10月に開催されるカトリック教会の「世界代表司教会議」(シノドス)の総会で、投票権が非司教にも大幅に拡大されることになった。また、これまで投票権が認められていたのは男性のみだったが、今回は女性も40人以上が投票することになる。
バチカン・ニュース(英語版)によると、シノドス事務局は26日、司教ではない人々(司祭、助祭、奉献生活者、信徒)から教皇が任命した70人に対し、投票権が付与されると発表した。70人のうち半数(35人)は女性で、その中には数人の若者も含まれるという。
世界7地域の司教協議会連盟と東方典礼カトリック教会総大司教総会が140人のリストを作成し、教皇はその中から非司教の代表者70人を選ぶことになる。
また、男女それぞれの修道会総長連盟組織(男子は修道会総長連盟=USG、女子は国際修道会総長連盟=UISG)によって選ばれる修道士5人、修道女5人にも投票権が付与される。
シノドス事務局長のマリオ・グレック枢機卿と、シノドス総報告者のジャンクロード・オロリッシュ枢機卿は、この日に開いた記者会見で、「これは革命ではなく、重要な変化」と語った。
教皇フランシスコは2021年、投票権のあるシノドス事務局次官の1人に、フランス人修道女のナタリー・ベカール氏を任命。これまで10月の総会では、ベカール氏が女性として初めて投票する予定だった。それが今回の発表により、女性の投票権保有者がさらに増え、ベカール氏を含め計41人の女性が投票する見込みとなった。
バチカン・ニュースによると、総会には約400人が出席し、このうち投票権を保有するのは約370人。今回の発表により、投票権保有者に占める女性の割合は1割強となった。
シノドスは、世界各地から選出された司教らが、さまざまなテーマについて議論をし、カトリック教会のトップである教皇に提言を行う会議。シノドス自体に決定権はないものの、教皇は提言を受け、シノドス後に「使徒的勧告」として文書を出す。

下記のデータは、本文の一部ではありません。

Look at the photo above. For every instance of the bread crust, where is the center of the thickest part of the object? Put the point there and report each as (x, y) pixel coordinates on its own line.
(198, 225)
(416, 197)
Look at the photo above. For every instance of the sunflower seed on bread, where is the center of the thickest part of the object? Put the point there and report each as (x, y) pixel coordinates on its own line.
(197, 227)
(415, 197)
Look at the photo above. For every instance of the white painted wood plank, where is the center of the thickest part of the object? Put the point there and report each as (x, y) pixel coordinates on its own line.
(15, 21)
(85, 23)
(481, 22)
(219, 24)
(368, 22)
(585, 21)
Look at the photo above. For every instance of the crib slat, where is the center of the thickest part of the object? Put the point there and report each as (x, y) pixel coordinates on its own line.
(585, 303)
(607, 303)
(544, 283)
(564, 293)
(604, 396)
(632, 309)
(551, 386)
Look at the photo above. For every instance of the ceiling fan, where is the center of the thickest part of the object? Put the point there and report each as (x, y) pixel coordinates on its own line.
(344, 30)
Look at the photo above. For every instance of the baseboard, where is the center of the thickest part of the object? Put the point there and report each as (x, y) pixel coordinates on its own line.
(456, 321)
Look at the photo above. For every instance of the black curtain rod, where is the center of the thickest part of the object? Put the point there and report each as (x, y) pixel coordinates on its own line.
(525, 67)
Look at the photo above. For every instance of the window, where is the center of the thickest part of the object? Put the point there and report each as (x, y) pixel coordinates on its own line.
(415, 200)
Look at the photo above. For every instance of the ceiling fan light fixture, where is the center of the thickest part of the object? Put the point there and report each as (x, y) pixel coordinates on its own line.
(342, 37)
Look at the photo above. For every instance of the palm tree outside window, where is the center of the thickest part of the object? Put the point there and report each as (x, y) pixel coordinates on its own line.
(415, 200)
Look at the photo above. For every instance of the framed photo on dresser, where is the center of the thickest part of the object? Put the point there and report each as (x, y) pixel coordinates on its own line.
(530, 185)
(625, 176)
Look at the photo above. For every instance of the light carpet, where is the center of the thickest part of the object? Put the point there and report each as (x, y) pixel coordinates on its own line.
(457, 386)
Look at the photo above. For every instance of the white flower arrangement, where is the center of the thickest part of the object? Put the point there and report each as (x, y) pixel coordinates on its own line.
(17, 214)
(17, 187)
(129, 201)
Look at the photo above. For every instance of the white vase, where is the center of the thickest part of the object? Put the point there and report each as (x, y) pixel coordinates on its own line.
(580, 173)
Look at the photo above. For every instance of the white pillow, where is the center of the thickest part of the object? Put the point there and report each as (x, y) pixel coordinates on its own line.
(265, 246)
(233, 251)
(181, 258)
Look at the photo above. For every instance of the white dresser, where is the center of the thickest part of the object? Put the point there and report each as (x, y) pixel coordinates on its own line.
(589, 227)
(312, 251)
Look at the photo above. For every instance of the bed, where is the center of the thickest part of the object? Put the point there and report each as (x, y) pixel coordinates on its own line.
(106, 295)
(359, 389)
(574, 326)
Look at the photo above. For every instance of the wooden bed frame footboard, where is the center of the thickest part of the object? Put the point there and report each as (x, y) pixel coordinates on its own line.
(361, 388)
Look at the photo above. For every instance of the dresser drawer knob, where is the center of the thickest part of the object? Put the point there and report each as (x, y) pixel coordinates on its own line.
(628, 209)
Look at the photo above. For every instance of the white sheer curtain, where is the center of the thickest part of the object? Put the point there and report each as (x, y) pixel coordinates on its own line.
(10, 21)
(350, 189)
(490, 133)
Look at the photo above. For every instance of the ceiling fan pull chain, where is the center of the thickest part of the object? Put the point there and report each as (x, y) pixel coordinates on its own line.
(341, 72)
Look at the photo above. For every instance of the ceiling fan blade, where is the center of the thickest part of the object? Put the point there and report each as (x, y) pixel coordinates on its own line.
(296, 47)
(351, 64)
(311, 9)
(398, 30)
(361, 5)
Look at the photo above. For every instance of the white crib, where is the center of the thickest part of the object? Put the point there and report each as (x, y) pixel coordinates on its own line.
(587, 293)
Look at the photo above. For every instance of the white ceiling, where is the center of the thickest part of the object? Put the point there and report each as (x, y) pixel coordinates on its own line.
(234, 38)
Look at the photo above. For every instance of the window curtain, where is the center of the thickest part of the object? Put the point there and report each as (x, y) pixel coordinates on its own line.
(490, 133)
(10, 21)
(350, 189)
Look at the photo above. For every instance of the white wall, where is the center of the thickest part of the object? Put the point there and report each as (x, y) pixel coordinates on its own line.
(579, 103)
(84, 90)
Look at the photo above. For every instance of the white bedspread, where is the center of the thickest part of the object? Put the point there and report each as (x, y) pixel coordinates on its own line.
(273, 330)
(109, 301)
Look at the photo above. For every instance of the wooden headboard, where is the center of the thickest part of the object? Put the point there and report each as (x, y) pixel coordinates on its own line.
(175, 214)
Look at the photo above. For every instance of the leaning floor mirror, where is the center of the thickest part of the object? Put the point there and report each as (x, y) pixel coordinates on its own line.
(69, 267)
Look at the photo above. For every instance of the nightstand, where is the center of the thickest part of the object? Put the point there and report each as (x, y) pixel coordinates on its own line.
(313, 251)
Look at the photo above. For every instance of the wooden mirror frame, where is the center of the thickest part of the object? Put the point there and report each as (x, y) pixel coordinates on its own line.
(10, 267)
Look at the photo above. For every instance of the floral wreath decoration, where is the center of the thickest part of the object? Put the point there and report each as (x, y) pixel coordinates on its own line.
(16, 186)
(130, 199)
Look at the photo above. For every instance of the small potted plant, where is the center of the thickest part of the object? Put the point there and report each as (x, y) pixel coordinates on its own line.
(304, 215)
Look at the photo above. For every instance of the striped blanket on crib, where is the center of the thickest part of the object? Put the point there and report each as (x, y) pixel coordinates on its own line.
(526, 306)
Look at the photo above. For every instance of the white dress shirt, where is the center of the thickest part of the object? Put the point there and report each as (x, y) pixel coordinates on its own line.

現在は、シノダリティ(シノドス性=共に歩むこと)をテーマに、第16回通常総会(2021~24年)が開催されており、これまでに教区レベルのステージ1、大陸レベルのステージ2が終わっている。10月に予定されているのは、ステージ3に当たる総会第1会期。10月4日から29日にかけ、ローマで開催される。最後のステージ4である総会第2会期は、来年10月に予定されている。